Something I learned 20 years ago has made a huge difference to my writing, presenting, and pitching: you have to know what your audience is thinking.
The original idea came from a how-to book on writing I read back then, but it’s a common enough meme. Typing “you have to know what your audience is thinking” into Google just now (sans quotes) gave some 46M hits (although only 8 for the quoted string).
If you bear in mind, when making a pitch, where your audience is going to be mentally at each stage of the pitch, you will certainly make a better pitch.

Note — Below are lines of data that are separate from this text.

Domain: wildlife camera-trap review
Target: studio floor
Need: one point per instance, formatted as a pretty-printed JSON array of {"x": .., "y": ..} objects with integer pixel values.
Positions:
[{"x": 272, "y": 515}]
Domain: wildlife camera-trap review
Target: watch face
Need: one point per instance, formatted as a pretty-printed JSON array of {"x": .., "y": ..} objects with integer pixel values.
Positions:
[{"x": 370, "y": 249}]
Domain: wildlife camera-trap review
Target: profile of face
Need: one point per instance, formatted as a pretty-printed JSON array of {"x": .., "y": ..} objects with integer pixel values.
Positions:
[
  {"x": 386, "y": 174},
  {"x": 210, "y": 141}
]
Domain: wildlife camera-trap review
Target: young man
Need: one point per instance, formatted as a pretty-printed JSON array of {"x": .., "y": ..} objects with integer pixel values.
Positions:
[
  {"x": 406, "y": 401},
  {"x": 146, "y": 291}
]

Take the usual custom (in which entrepreneurs are widely coached) of spending a huge number of slides at the beginning of a pitch describing and justifying the market problem your startup will address.
Complete waste of time.
Most investors will fall into one of three camps in the first 20 seconds of your “market need” recital:
- I get it, I agree 100%
- I get it, I disagree 100%
- I get it, I’m not sure if I agree or disagree, but I’m willing to stipulate that there is such a need for the sake of argument while you tell me what you’re going to do about it.
In all three cases, they’ve made up their mind. Ten more slides will only put them to sleep.
Of course, short of telepathy, we can’t know what our audience is thinking. But we can make shrewd guesses along the lines of the above. And making the effort really opens your mind to how to structure the pitch so that it tracks with your listeners’ real state of mind, which puts you way ahead of the pack.